The Trump Presidency
Biden decided not to run in 2016, and Trump defeated Clinton in a surprise victory.
It was widely believed Giuliani wanted to be secretary of state, but he was passed over. Giuliani instead joined Trump’s legal team that April, helping him during special counsel Robert Mueller’s investigation, and began looking into Ukraine as part of the defense. Giuliani focused on Hunter Biden’s lucrative position on the board of Ukrainian energy company Burisma and on Biden bragging about getting Ukraine to fire in 2016 former prosecutor Viktor Shokin, who was widely seen by the U.S., Europe, the International Monetary Fund, and inside Ukraine as a hindrance to fighting corruption.
Giuliani spoke with Shokin in January 2019 and met with his controversial successor, Yuriy Lutsenko, in New York City in January 2019 then in Warsaw in February 2019. In March, Giuliani tweeted that the “real collusion” was between Biden, Clinton, and John Kerry, who were “colluding with Ukrainian operatives to make money and affect 2016 election.”
Giuliani’s planned trip to Ukraine in May became national news at the time, with the New York Times reporting Giuliani wanted Ukraine to investigate 2016 and the Bidens and Burisma. Giuliani said that “we’re not meddling in an election, we’re meddling in an investigation.”
“Explain to me why Biden shouldn’t be investigated if his son got millions from a Russian loving crooked Ukrainian oligarch while he was VP and point man for Ukraine,” Giuliani tweeted in May in response to a Democratic senator. “Ukrainians are investigating and your fellow Dems are interfering. Election is 17 months away. Let’s answer it now.”
Biden’s team claimed in October that “everything out of Rudy Giuliani’s mouth is just a noun, a verb, and disproven lie about Joe Biden.”
In early December, Giuliani met with Lutsenko in Hungary and then with Shokin in Ukraine, and in a video series with One America News, he claimed to have proof of Biden corruption and Ukrainian election meddling.
The House of Representatives has not yet sent its Ukraine-related articles of impeachment on abuse of power and obstruction of Congress over to the Senate, but some sort of trial is still expected in January. Republicans say Giuliani will not be called as a witness during the impeachment trial, but whether he testifies before Congress at some point about what he has allegedly uncovered on Biden remains to be seen.
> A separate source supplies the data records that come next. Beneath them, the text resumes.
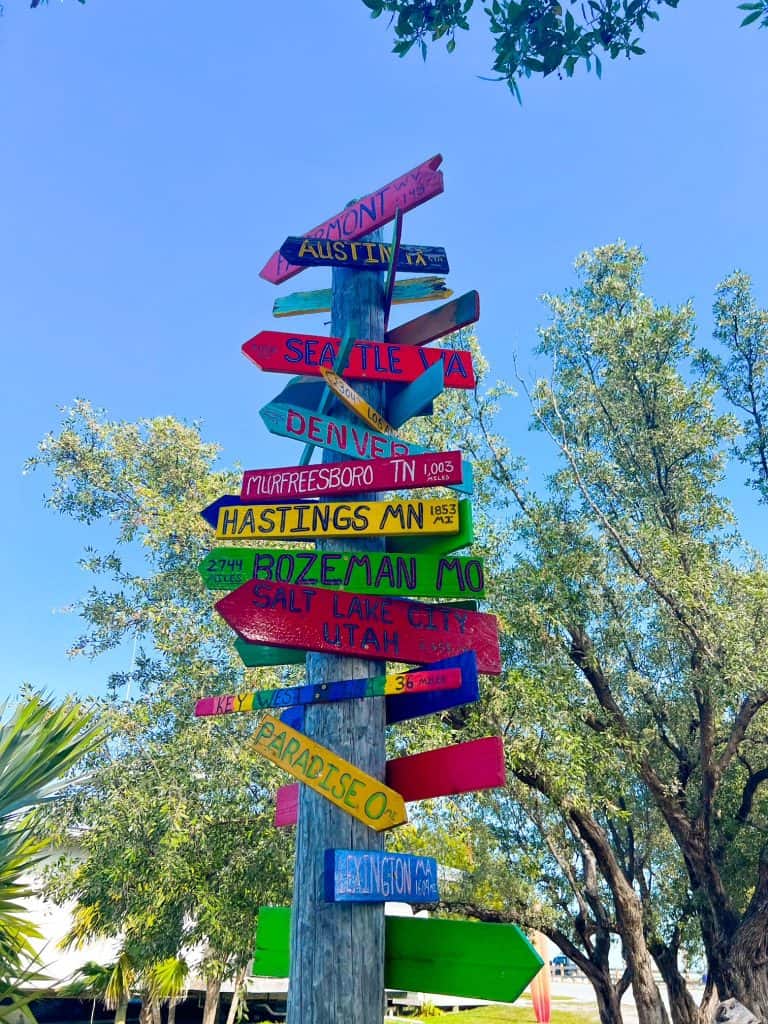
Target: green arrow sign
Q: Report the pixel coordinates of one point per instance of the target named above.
(361, 572)
(454, 957)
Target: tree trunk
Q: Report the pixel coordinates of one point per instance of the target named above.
(237, 995)
(748, 964)
(211, 1007)
(650, 1009)
(608, 999)
(683, 1008)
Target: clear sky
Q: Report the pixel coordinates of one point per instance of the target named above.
(154, 155)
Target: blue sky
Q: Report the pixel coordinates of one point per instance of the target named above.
(153, 157)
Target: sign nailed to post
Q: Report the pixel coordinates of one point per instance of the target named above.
(373, 211)
(280, 352)
(397, 472)
(364, 571)
(363, 255)
(346, 393)
(291, 615)
(298, 522)
(373, 877)
(344, 689)
(365, 798)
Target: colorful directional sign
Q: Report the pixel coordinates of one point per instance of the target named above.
(437, 323)
(352, 399)
(350, 518)
(292, 615)
(374, 877)
(394, 473)
(374, 210)
(363, 572)
(437, 545)
(425, 954)
(259, 655)
(281, 352)
(415, 398)
(339, 781)
(446, 771)
(409, 290)
(363, 255)
(337, 434)
(345, 689)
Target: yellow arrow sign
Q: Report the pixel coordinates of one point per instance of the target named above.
(301, 521)
(336, 779)
(355, 401)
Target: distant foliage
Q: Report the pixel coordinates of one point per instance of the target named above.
(537, 37)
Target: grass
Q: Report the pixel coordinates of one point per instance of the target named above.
(512, 1015)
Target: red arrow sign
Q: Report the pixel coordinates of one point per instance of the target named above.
(406, 193)
(281, 352)
(294, 615)
(449, 770)
(352, 477)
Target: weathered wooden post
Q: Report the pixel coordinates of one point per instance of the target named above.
(367, 595)
(337, 949)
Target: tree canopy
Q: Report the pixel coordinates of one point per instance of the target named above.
(537, 37)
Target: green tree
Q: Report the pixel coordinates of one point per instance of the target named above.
(40, 742)
(537, 37)
(634, 603)
(176, 846)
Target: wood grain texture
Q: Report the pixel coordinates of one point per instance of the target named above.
(303, 251)
(409, 290)
(373, 211)
(327, 938)
(437, 323)
(283, 352)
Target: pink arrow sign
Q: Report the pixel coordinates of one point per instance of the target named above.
(351, 477)
(310, 619)
(374, 210)
(281, 352)
(446, 771)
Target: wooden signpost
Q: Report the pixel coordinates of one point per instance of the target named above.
(374, 210)
(437, 323)
(355, 793)
(377, 628)
(363, 255)
(346, 393)
(411, 290)
(363, 572)
(393, 473)
(425, 954)
(351, 604)
(372, 877)
(309, 519)
(281, 352)
(345, 689)
(444, 772)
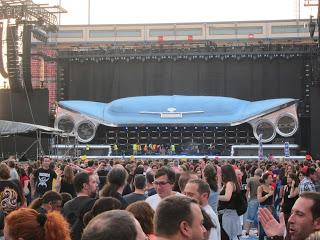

Biden said Friday he’d refuse to testify in response to any possible GOP subpoena.
“The reason I wouldn’t is because it’s all designed to deal with Trump doing what he’s done his whole life — trying to take the focus off him,” Biden told the Des Moines Register. “The issue is not what did. Not a single person, not one single person, even that thug Giuliani and his compatriots, have said I did anything other than my job.”
The former vice president tried to clarify his comments Saturday on Twitter.
“I have always complied with a lawful order… but I am just not going to pretend that there is any legal basis for Republican subpoenas for my testimony in the impeachment trial,” he said.